When Carroll Adams arrived at the 2015 YWCA luncheon, he had no idea that he’d be taking home this year’s Leader of Distinction award.
“Carroll and his wife, Helen, were at my table, and it was so much fun watching his face as he realized that we were talking about him,” said Anne-Marie Zell Schwerin, YWCA Executive Director. “It’s a good thing he didn’t know in advance, because he is so modest he might have found an excuse to be somewhere else. He’s the kind of man who would never seek recognition for doing what he believes is right and necessary and good.”
The award was presented by Peggy Jo Sanderson, the YWCA Executive Director who worked with Carroll Adams and his golfing friends when they got the idea for Golfers Against Domestic Violence and started a fundraising tournament in 1990 that ran until 2014. By then Carroll had already been a YWCA volunteer for as many as 30 years, so it wasn’t a surprise when he jumped in to lead the golf effort.

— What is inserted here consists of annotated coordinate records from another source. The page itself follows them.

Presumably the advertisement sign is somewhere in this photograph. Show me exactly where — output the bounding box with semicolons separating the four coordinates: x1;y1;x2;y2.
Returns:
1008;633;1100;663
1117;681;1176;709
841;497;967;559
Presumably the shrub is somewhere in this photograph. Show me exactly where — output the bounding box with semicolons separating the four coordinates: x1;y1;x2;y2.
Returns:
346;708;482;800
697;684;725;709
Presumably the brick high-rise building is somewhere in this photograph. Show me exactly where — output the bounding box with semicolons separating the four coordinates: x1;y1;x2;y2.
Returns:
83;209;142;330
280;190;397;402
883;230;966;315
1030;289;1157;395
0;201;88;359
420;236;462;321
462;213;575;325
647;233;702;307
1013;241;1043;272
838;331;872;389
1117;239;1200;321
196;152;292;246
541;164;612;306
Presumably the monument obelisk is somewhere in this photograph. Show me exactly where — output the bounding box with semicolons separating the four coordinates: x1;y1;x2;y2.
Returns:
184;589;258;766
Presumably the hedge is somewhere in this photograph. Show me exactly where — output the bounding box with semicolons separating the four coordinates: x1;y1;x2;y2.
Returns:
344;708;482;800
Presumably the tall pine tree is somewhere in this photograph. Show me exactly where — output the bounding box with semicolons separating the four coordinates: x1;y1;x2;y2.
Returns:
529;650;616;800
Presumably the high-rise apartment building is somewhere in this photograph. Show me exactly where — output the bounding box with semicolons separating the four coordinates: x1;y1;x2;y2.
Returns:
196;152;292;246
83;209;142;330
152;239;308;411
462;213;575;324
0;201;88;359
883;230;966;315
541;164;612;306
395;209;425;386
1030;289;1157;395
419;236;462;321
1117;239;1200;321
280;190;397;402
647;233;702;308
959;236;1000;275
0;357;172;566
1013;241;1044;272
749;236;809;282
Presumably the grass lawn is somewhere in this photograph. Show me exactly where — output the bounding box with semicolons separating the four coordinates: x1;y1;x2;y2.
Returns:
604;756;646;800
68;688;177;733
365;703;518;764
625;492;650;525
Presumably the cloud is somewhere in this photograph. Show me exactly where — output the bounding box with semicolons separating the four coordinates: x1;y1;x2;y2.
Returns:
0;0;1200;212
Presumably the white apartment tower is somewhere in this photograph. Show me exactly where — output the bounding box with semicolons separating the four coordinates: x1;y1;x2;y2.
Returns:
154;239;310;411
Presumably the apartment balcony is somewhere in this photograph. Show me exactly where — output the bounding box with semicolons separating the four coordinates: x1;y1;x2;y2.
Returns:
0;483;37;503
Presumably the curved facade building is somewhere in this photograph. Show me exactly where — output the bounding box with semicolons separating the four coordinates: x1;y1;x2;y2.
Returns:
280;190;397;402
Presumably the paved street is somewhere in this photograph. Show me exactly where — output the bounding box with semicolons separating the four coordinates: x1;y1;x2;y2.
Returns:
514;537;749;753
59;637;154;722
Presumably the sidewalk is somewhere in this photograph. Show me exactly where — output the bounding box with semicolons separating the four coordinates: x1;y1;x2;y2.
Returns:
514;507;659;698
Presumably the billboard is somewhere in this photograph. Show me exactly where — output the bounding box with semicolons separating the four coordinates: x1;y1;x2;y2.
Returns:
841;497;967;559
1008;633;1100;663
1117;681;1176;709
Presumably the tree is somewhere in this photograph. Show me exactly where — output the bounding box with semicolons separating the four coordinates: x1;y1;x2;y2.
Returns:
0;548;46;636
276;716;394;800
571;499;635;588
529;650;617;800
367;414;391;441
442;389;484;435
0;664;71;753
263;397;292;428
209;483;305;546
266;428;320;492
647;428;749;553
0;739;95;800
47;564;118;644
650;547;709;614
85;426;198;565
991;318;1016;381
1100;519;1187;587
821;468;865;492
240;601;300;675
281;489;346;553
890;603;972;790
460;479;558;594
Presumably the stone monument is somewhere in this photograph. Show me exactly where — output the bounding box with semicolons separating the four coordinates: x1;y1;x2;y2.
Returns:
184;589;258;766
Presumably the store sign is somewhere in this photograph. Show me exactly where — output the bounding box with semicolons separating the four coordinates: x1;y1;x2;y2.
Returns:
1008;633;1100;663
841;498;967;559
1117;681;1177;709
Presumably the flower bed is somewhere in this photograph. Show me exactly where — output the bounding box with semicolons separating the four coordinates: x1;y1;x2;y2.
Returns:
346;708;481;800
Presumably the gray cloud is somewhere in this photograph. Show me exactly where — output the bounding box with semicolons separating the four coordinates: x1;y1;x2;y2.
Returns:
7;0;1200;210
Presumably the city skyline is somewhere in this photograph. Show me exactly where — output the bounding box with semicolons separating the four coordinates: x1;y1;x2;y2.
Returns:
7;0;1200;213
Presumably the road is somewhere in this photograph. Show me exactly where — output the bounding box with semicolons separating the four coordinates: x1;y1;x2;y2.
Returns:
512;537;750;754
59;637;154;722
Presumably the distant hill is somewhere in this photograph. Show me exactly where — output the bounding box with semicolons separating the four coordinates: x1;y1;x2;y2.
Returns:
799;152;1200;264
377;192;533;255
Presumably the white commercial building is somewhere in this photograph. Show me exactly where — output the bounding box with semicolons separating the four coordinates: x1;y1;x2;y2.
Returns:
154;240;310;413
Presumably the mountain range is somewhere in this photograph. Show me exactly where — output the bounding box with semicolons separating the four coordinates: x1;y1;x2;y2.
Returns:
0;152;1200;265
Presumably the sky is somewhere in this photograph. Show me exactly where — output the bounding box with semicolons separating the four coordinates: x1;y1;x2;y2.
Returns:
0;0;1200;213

While Carroll has done so much for the YWCA that they have nicknamed him the YWCA godfather, this is by no means the only way he works on behalf of families in our valley. As the owner of Carroll Adams Tractor Co., which opened here in the mid-1950s, he spent more than three decades sharing his expertise to help Wa-Hi and Mac-Hi chapters of Future Farmers of America learn about agriculture and maintaining farm equipment.
He and his Cessna—which he piloted well into his 90s—were enlisted by the Civil Air Patrol to help with search and rescue operations. And he has been a volunteer for the Fort Walla Walla Museum, helping maintain their collection of historical farm equipment and clearing land and moving rocks before the current museum building was in place.
But, as Carroll once shared at an annual meeting, when the YWCA was raising funds to build a domestic violence shelter in 1984, he put some of his volunteer work aside for a while: “I decided to drop other activities,” he said, “and do what I could to help the YWCA raise money to get the shelter open. To me there is no one who is more important than a woman whose family is falling apart.” He believed it was critical to make this service available in Walla Walla. “Prior to the YWCA’s shelter opening,” Carroll said, “the women had nowhere else to go, except maybe to go back and get another beating. It’s sad to say that when we first began work on the project we had no idea business would be so good.”
And once the shelter began operation—because business was indeed “good”—the YWCA needed new ways to fund the shelter’s ongoing needs. Carroll and his golfers were a huge part of keeping the domestic violence program going and raising awareness about the problem of violence and assault that women face in Walla Walla and across the country. In fact, between 1990 and 2014, the Annual YWCA Charity Golf Classic raised nearly $600,000 to further work against violence.
“I think it’s important that men and women work together to solve the problems created by domestic violence,” said Carroll, and the YWCA could not agree more.
Some material here was gathered by the Walla Walla Union-Bulletin for a 2010 article about Adams’ work for the YWCA golf tournament.